India's permanent representative Parvathaneni Harish slammed Pakistan for continuing its "delusional tirades", particularly regarding Jammu and Kashmir.
His remarks came after Counsellor Saima Saleem, who is part of Permanent Mission of Pakistan to the United Nations, alleged that the Kashmiri women have "endured sexual violence for decades".
"Every year, we are unfortunately fated to listen to the delusional tirade of Pakistan against my country, especially on Jammu and Kashmir, the Indian territory they covet. Our pioneering record on the Women, Peace and Security agenda is unblemished and unscathed," Harish said.
He said Pakistan conducted Operation Searchlight in 1971 and sanctioned a systematic campaign of genocidal mass rape of 400,000 women citizens by its own army. “The world sees through Pakistan’s propaganda," he said.
The UNSC debate on Women Peace and Security was held to mark 25 years of Resolution 1325.
What is Operation Searchlight?
Operation Searchlight, which was launched on the night of March 25, 1971, was carried out by the Pakistan Army in East Pakistan (now Bangladesh) to suppress growing calls for independence. At 11:30 pm on March 25, 1971, the Pakistan Army launched the operation. Heavily armed troops moved out of Dhaka Cantonment, targeting multiple key locations simultaneously.

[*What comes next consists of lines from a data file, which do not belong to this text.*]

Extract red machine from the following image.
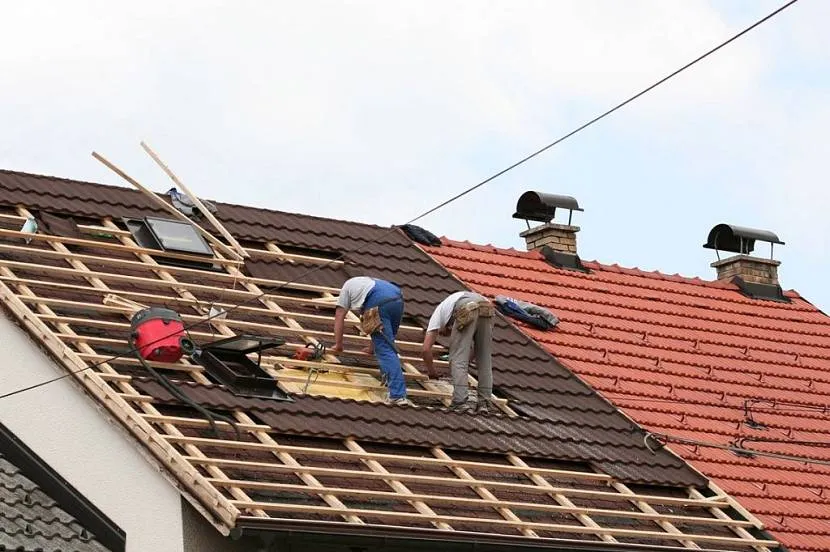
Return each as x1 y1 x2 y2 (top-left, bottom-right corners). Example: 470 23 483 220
130 307 190 362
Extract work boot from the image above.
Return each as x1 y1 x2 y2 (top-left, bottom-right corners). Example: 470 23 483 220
450 401 475 414
383 395 415 406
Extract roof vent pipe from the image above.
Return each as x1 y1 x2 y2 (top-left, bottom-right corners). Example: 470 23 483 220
513 191 584 256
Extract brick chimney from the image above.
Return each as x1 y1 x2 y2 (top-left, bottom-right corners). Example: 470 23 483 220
513 192 583 255
519 222 579 255
709 255 781 286
703 224 784 288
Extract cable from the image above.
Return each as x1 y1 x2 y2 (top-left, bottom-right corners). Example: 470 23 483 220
133 338 242 441
644 432 830 466
408 0 798 224
0 0 798 400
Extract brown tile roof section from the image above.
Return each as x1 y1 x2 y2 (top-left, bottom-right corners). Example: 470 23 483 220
0 171 705 486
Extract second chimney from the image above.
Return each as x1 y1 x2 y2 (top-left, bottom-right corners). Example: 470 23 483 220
703 224 784 287
519 222 579 255
513 192 583 255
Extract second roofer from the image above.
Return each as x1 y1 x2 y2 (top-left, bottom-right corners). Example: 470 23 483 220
423 291 495 412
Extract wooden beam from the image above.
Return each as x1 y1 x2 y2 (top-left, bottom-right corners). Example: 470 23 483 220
0 268 239 534
432 447 539 538
0 243 342 292
507 454 618 542
0 228 243 265
209 480 751 537
236 412 364 525
141 142 249 258
168 436 592 482
92 151 244 260
14 292 422 338
221 502 778 545
36 310 428 354
159 426 613 482
611 481 700 550
689 484 771 552
187 457 725 508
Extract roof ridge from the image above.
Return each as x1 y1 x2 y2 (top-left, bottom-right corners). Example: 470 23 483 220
441 236 818 300
0 165 394 230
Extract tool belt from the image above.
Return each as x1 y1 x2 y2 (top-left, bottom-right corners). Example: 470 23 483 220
360 307 383 335
360 296 403 335
453 300 496 330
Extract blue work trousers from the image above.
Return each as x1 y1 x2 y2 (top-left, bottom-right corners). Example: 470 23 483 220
363 280 406 399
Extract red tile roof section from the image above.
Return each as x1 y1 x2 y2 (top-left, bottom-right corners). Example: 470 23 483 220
425 239 830 552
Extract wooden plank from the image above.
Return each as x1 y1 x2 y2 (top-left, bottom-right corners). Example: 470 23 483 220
0 239 342 292
611 481 700 550
141 414 273 431
141 138 248 257
507 454 618 542
54 332 442 366
0 259 334 300
236 412 364 525
270 370 452 399
186 457 724 507
221 502 777 545
432 447 539 538
0 276 422 332
35 310 428 354
250 243 345 268
88 219 268 517
0 228 243 265
345 439 453 531
13 294 426 336
689 483 771 552
161 430 613 482
92 151 244 260
208 479 751 527
0 268 244 534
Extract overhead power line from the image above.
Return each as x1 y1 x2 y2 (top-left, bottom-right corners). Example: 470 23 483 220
0 0 798 400
643 432 830 466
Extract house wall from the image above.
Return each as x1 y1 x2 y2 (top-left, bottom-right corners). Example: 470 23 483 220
181 499 258 552
0 311 187 552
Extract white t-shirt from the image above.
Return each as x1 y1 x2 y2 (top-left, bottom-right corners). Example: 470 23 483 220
427 291 468 332
337 276 375 311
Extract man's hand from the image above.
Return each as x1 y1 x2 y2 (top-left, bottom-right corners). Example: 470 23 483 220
421 331 438 379
329 307 347 353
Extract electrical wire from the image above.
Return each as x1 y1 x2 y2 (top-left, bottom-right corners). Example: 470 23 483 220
0 0 798 406
643 432 830 466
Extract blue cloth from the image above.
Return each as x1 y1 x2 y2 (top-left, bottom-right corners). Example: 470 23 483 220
363 280 406 399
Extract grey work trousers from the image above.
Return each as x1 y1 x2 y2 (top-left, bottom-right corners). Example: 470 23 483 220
450 293 493 403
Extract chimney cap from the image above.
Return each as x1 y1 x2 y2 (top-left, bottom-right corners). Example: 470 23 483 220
513 191 584 224
703 223 784 255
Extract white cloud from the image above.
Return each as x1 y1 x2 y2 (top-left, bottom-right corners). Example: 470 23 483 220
0 0 830 301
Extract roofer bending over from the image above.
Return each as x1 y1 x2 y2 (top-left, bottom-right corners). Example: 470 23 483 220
331 276 411 404
423 291 494 412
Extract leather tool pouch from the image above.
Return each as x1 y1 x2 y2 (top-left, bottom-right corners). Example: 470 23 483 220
478 301 496 318
454 301 495 330
360 307 383 335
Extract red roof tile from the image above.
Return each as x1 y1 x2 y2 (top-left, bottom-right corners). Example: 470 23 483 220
425 239 830 552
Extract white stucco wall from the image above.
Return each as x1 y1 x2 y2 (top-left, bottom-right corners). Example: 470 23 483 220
0 311 187 552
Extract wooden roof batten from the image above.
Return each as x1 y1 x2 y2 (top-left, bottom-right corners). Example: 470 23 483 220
0 158 778 552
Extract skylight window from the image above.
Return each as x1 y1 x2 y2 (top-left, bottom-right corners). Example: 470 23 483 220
144 217 213 255
123 217 215 270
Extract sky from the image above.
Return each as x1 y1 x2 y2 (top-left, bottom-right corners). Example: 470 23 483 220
0 0 830 312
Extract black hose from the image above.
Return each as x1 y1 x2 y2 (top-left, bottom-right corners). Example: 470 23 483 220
130 339 242 441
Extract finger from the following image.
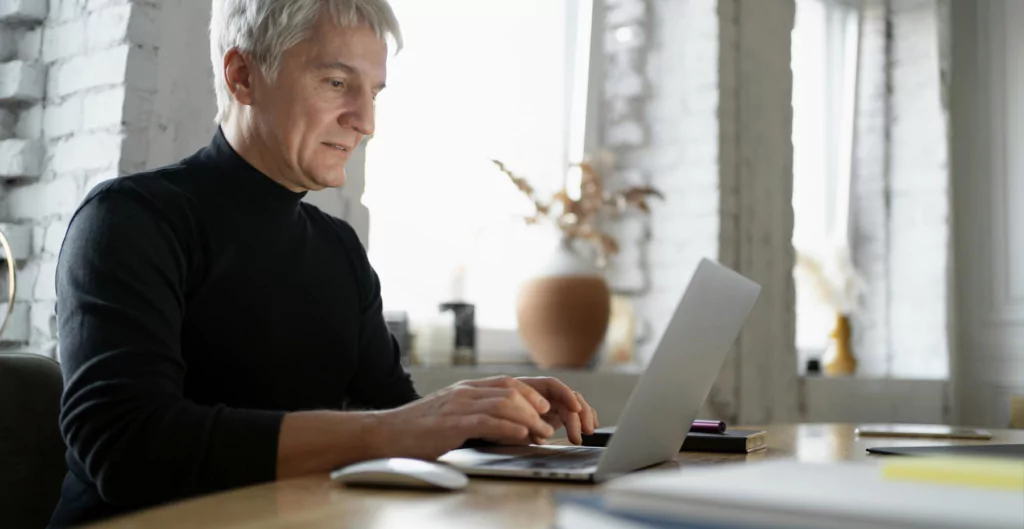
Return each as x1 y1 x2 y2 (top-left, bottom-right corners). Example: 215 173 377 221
561 409 583 445
516 377 580 412
541 413 564 430
454 413 529 440
468 390 555 437
462 377 551 414
575 391 596 435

The operation was overseen by Pakistan's military commander, General Tikka Khan, who was nicknamed the "Butcher of Bengal".
Various reports suggested that the Pakistani army during Operation Searchlight killed an estimated three million people, raped roughly 4,00,000 women, besides setting houses on fire and causing enormous destruction to infrastructure. This was one of the largest refugee crises in the 20th century. The crackdown also. forced millions of Bengalis to flee to India.
The United Nations recognised the mass killings in East Pakistan as acts of genocide under Resolution 1430 (1971).
The first detailed report on the atrocities was published by Pakistani journalist, Anthony Mascarenhas, in London’s Sunday Times, on June 13, 1971. Mascarenhas was among a group of Pakistani journalists invited by the government to write in favour of the military actions. He fled to London to report what he had witnessed. In his famous report titled “Genocide”, he wrote as quoted by Frontline: “I saw Hindus hunted from village to village and door to door, shot off-hand after a cursory ‘short arm inspection’ showed they were un-circumcised. I have heard the screams of men bludgeoned to death in the compound of the Circuit House in Comilla. I have seen truckloads of other human targets and those who had the humanity to try to help them hauled off for disposal under the cover of darkness and curfew.”
What did Saima Saleem say?
Saleem spoke about the “plight” of Kashmiri women who have been "for decades of occupation have endured sexual violence deployed as a weapon of war”.
"To exclude Kashmiri women from the Women, Peace and Security agenda erases its legitimacy and undermines its universality. The Jammu and Kashmir dispute is on this Council's agenda and therefore, future reports must reflect their plight accordingly," she said.